Notice of Privacy Practices
In Compliance with HIPAA (Health Insurance Portability Act of 1996)
This notice describes how your medical information may be used and disclosed and how you can get access to this information. Please review it carefully.
The Health Insurance Portability & Accountability Act of 1966 ("HIPAA") is a federal program that requires that all medical records and other individually identifiable health information used or disclosed by us in any form (electronically, on paper, or orally) are kept properly confidential. This Act gives you, the patient, significant new rights to understand and control how your health information is used. "HIPAA" provides penalties for covered entities that misuse personal health information.
As required by "HIPAA" we have prepared this explanation of how we are required to maintain the privacy of your health information and how we may use and disclose your health information.
We may use and disclose your medical records only for the following purposes:
- Treatment by providing, coordinating, or managing health care and related services by one or more health care providers.
- Payment by obtaining reimbursement for services, confirming coverage, billing or collection activities, and utilization review.
- Health care operations including the business aspects of running our practice, such as conducting quality assessment and improvement activities, auditing functions, cost management analysis, and customer service.
We may also create and distribute de-identified health information by removing all references to individually identifiable information.
We may contact you to provide appointment reminders or information about treatment alternatives or other health related benefits and services that may be of interest to you.
Any other uses and disclosures will be made only with your written authorization. You make revoke this authorization and we are required to honor and abide by that request, except to the extent that we have already taken actions relying on your authorization.
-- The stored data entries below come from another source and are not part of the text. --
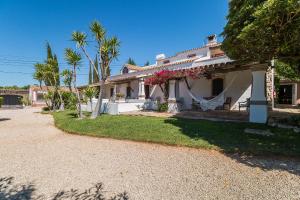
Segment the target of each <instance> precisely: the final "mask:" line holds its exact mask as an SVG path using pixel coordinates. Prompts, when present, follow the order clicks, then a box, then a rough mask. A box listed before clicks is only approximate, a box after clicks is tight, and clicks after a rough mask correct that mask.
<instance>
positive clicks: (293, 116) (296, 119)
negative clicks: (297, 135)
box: [279, 116, 300, 127]
mask: <svg viewBox="0 0 300 200" xmlns="http://www.w3.org/2000/svg"><path fill="white" fill-rule="evenodd" d="M279 122H280V123H283V124H287V125H291V126H298V127H300V116H290V117H288V118H284V119H280V120H279Z"/></svg>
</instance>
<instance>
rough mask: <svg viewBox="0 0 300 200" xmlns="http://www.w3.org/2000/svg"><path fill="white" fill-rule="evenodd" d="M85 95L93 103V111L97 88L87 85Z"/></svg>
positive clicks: (91, 102)
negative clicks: (93, 101)
mask: <svg viewBox="0 0 300 200" xmlns="http://www.w3.org/2000/svg"><path fill="white" fill-rule="evenodd" d="M83 93H84V95H85V96H86V97H87V98H88V99H89V101H90V104H91V111H93V97H95V95H96V90H95V88H94V87H87V88H86V89H85V90H84V91H83Z"/></svg>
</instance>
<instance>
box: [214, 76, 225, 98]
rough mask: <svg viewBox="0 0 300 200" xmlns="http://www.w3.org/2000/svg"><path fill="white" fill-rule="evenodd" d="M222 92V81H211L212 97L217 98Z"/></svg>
mask: <svg viewBox="0 0 300 200" xmlns="http://www.w3.org/2000/svg"><path fill="white" fill-rule="evenodd" d="M222 91H223V79H222V78H216V79H213V81H212V96H217V95H219V94H220V93H221V92H222Z"/></svg>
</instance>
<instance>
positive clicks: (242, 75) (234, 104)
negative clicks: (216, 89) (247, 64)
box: [224, 70, 252, 110]
mask: <svg viewBox="0 0 300 200" xmlns="http://www.w3.org/2000/svg"><path fill="white" fill-rule="evenodd" d="M234 77H236V78H235V80H234V82H233V83H232V84H231V86H230V87H229V89H228V90H227V91H226V93H225V97H231V109H232V110H238V109H239V104H238V102H242V101H246V100H247V98H250V97H251V85H252V74H251V71H250V70H246V71H238V72H230V73H227V74H226V76H225V85H224V88H226V87H227V85H228V84H230V82H231V80H232V78H234Z"/></svg>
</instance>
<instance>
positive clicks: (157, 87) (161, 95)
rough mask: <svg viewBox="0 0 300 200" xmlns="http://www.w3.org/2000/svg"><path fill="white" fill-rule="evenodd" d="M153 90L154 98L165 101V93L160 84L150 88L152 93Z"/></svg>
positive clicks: (152, 96) (155, 98) (152, 94)
mask: <svg viewBox="0 0 300 200" xmlns="http://www.w3.org/2000/svg"><path fill="white" fill-rule="evenodd" d="M152 90H153V91H152ZM151 92H153V94H152V95H151V96H150V98H151V99H152V100H157V98H160V100H161V102H163V101H164V94H163V92H162V91H161V89H160V87H159V86H158V85H157V87H152V89H150V94H151Z"/></svg>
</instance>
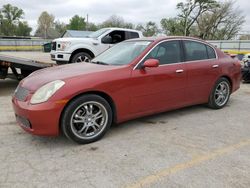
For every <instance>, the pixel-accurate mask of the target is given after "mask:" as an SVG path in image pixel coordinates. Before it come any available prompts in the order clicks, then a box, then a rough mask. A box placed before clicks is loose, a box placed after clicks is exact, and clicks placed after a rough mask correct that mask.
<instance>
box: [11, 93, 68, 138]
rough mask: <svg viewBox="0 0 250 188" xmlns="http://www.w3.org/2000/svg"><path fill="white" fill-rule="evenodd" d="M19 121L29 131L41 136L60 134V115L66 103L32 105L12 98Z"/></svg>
mask: <svg viewBox="0 0 250 188" xmlns="http://www.w3.org/2000/svg"><path fill="white" fill-rule="evenodd" d="M12 105H13V109H14V112H15V115H16V120H17V123H18V124H19V125H20V126H21V127H22V128H23V129H24V130H25V131H27V132H29V133H31V134H34V135H40V136H57V135H59V124H60V115H61V112H62V110H63V108H64V104H57V103H55V102H45V103H42V104H36V105H32V104H29V102H27V101H26V102H22V101H18V100H17V99H16V98H15V97H13V98H12Z"/></svg>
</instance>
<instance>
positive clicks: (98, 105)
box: [61, 95, 112, 144]
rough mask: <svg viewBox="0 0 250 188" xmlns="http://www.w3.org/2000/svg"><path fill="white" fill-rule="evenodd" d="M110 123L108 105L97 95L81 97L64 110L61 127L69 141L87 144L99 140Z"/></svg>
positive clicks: (109, 126)
mask: <svg viewBox="0 0 250 188" xmlns="http://www.w3.org/2000/svg"><path fill="white" fill-rule="evenodd" d="M111 123H112V110H111V107H110V105H109V103H108V102H107V101H106V100H105V99H103V98H102V97H100V96H98V95H83V96H80V97H78V98H76V99H75V100H73V101H72V102H71V103H70V104H69V105H68V106H67V107H66V109H65V111H64V113H63V115H62V119H61V127H62V131H63V133H64V134H65V135H66V137H68V138H69V139H71V140H73V141H75V142H77V143H79V144H87V143H91V142H95V141H97V140H99V139H101V138H102V137H103V136H104V134H105V133H106V132H107V131H108V129H109V128H110V125H111Z"/></svg>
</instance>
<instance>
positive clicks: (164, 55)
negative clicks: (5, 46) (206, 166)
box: [12, 37, 241, 144]
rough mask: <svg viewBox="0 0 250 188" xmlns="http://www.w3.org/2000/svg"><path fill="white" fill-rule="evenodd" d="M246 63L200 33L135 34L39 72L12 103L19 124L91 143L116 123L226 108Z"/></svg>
mask: <svg viewBox="0 0 250 188" xmlns="http://www.w3.org/2000/svg"><path fill="white" fill-rule="evenodd" d="M240 80H241V65H240V63H239V62H238V61H237V60H234V59H232V58H231V57H230V56H228V55H225V54H224V53H223V52H221V51H220V50H219V49H216V48H215V47H213V46H212V45H210V44H208V43H206V42H204V41H202V40H199V39H195V38H189V37H165V38H142V39H132V40H128V41H125V42H122V43H119V44H118V45H115V46H114V47H112V48H110V49H109V50H107V51H105V52H104V53H102V54H101V55H99V56H98V57H96V58H95V59H93V60H92V61H91V62H89V63H76V64H69V65H63V66H57V67H52V68H47V69H43V70H40V71H37V72H34V73H32V74H31V75H30V76H28V77H27V78H25V79H24V80H22V81H21V82H20V84H19V86H18V87H17V89H16V91H15V93H14V96H13V99H12V103H13V108H14V111H15V115H16V119H17V122H18V124H19V125H20V126H21V127H22V128H23V129H24V130H25V131H27V132H29V133H31V134H35V135H45V136H56V135H59V133H60V132H61V131H62V132H63V133H64V135H65V136H66V137H68V138H69V139H71V140H73V141H75V142H77V143H81V144H85V143H90V142H94V141H97V140H99V139H100V138H102V137H103V136H104V134H105V133H106V132H107V131H108V129H109V128H110V126H111V124H112V123H120V122H124V121H127V120H130V119H133V118H138V117H142V116H147V115H152V114H155V113H160V112H164V111H168V110H172V109H177V108H182V107H185V106H190V105H195V104H204V103H206V104H208V106H209V107H211V108H213V109H220V108H222V107H224V106H225V105H226V104H227V102H228V100H229V97H230V95H231V94H232V93H233V92H234V91H236V90H237V89H239V87H240Z"/></svg>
You have the following rights with the respect to your protected health information (PHI), which you can exercise by presenting a written request to the Privacy Officer:
- The right to request restrictions on certain uses and disclosures of PHI, including those related to disclosures to family members, other relatives, or any other person identified by you. We are, however, not required to agree to a requested restriction. If we do agree to a restriction, we must abide by it unless you agree in writing to remove it.
- The right to reasonable requests to receive communications of PHI from us through alternative means or locations.
- The right to inspect, copy, and amend your PHI.
- The right to receive an accounting of disclosures of PHI.
- The right to obtain a paper of this notice from us upon request.
We are required by law to maintain the privacy of your PHI and to provide you with notice of our legal duties and privacy practices with the respect to PHI.
We reserve the right to change the terms of our Notice of Privacy Practices and to make the new notice provisions effective for all PHI that we maintain. You may request a written copy of a revised Notice of Privacy Practices from this office.
If a patient has a concern about our privacy practices and wishes to contact the Department of Health and Human Services, they can be reached at 1-877-696-6775. Please know that there shall be no recourse for you in doing so. We will not retaliate against you for filing a complaint.